Resenha

The Serpent And The Sphere

Álbum de Agalloch

2014

CD/LP

Por: Tiago Meneses

Colaborador Top Notch

17/05/2022



Faixas que funcionam muito bem juntas, além de trazer uma nova incursão e forma de abordagem do Black Metal em seu som

Agalloch pode ser considerada uma banda de resultado incomum de uma visão e estilo bastante rígido. O que isso quer dizer? Que ainda que a banda nunca tenha se deixado prender em apenas um tipo de som, sua identidade é forte e distinta. A cada álbum, a Agalloch parecia ter encontrado o equilíbrio perfeito entre permanecer fiel à sua própria estética e mudar o estilo a ponto de cada álbum parecer uma nova jornada.

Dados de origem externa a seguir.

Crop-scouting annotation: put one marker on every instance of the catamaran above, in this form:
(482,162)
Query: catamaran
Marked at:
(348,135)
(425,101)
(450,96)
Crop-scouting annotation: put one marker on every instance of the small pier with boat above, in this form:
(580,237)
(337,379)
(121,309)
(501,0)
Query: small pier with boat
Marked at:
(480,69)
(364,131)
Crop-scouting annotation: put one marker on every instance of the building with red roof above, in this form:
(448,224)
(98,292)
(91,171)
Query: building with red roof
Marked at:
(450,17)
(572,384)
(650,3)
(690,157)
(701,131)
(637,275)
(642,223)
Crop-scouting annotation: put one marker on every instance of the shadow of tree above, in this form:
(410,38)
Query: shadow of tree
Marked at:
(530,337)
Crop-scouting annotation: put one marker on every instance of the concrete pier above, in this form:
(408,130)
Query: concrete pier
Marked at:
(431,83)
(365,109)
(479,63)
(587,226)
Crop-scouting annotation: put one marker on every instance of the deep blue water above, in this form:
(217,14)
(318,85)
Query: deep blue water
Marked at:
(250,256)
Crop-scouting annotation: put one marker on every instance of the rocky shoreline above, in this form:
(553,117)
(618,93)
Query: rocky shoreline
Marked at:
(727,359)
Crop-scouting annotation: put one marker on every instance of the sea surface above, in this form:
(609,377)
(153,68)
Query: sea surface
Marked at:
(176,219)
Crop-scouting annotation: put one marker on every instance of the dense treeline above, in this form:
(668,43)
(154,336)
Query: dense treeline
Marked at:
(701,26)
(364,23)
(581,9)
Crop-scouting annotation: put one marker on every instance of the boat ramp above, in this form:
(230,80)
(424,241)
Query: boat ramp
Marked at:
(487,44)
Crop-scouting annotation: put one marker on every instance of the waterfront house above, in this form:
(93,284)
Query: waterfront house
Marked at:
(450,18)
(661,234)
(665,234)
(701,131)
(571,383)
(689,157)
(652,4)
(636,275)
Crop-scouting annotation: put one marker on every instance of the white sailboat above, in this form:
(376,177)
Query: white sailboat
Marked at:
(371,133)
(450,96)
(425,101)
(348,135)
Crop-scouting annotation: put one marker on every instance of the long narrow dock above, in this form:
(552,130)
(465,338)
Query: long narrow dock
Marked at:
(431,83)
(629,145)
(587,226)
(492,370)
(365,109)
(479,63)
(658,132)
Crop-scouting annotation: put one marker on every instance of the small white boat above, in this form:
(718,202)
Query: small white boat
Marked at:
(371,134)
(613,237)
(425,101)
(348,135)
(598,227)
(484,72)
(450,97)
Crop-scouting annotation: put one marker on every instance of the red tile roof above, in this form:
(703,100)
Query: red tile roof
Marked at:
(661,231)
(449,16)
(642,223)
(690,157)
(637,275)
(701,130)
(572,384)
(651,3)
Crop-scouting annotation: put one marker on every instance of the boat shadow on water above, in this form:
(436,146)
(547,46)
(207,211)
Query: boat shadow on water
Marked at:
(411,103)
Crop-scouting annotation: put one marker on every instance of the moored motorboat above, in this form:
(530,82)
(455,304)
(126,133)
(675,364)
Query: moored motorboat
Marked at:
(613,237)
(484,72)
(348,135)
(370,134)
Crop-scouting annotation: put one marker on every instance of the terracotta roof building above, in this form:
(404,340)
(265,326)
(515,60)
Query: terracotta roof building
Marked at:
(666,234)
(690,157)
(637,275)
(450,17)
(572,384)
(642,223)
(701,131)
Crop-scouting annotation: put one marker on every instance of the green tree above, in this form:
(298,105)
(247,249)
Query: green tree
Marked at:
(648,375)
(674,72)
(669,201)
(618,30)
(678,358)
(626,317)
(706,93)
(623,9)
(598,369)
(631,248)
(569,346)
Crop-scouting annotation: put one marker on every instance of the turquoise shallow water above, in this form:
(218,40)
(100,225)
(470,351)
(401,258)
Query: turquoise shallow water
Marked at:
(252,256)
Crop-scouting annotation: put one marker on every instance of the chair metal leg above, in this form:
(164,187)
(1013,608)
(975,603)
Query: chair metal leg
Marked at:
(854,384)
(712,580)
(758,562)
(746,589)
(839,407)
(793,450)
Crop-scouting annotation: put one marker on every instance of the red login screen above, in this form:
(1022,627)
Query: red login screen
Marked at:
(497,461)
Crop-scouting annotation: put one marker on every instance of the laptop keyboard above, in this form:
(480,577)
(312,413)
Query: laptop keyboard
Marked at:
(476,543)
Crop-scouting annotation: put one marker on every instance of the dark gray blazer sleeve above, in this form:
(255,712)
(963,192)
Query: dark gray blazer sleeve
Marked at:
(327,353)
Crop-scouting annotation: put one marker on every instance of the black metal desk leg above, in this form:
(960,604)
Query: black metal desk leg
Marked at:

The Serpent & The Sphere foi o canto do cisne da banda e que encerrou as suas atividades em Maio de 2016. Apesar de considerá-lo o disco menos expressivo do grupo, ainda carrega com ele momentos impressionantes e que em nada mancham uma das discografias mais consistentes do metal – ainda que só tenham 5 discos. 

“Birth And Death Of The Pillars Of Creation” é um mini épico e que dá início ao álbum. Possui uma atmosfera que me faz lembrar um pouco de “In The Shadow Of Our Pale Companion” do disco Mantle. A peça está encharcada de uma atmosfera que faz com que o ouvinte se sinta no meio do espaço ou mesmo do nada. Eu a considero uma abertura perfeita para o disco, pois define muito bem o clima para o resto do álbum. O destaque fica por conta do uso de guitarras limpas e de sussurros ao longo da peça, com a capacidade de causar arrepios no ouvinte.  

The Serpent & The Sphere possui três interlúdio, “(Serpens Caput)”, “Cor Serpentis (The Sphere)” e “(Serpens Cauda)”, sendo todos eles compostos e interpretados por Nathanael Larochette, um dos integrantes do trio canadense de música folk, Musk Ox. Embora sejam três belíssimos momentos do disco, fica aquela indagação do porquê uma banda como a Agalloch, traria alguém de fora para compor simplesmente interlúdios. De qualquer forma, as contribuições de Nathanael são bastante minimalistas, além de muito bem escritas e evocativas. “The Astral Dialogue” direciona o disco para um ritmo mais acelerado. Possui melodias intensas e imbuídas de uma onda de bastante agressividade. A bateria por vezes triturantes e as linhas estáveis de baixo, criam uma seção rítmica rochosa, enquanto que melodias e solos de guitarra, mesmo que tocados intrincadamente, se entrelaçam muito bem e sem esforço algum.   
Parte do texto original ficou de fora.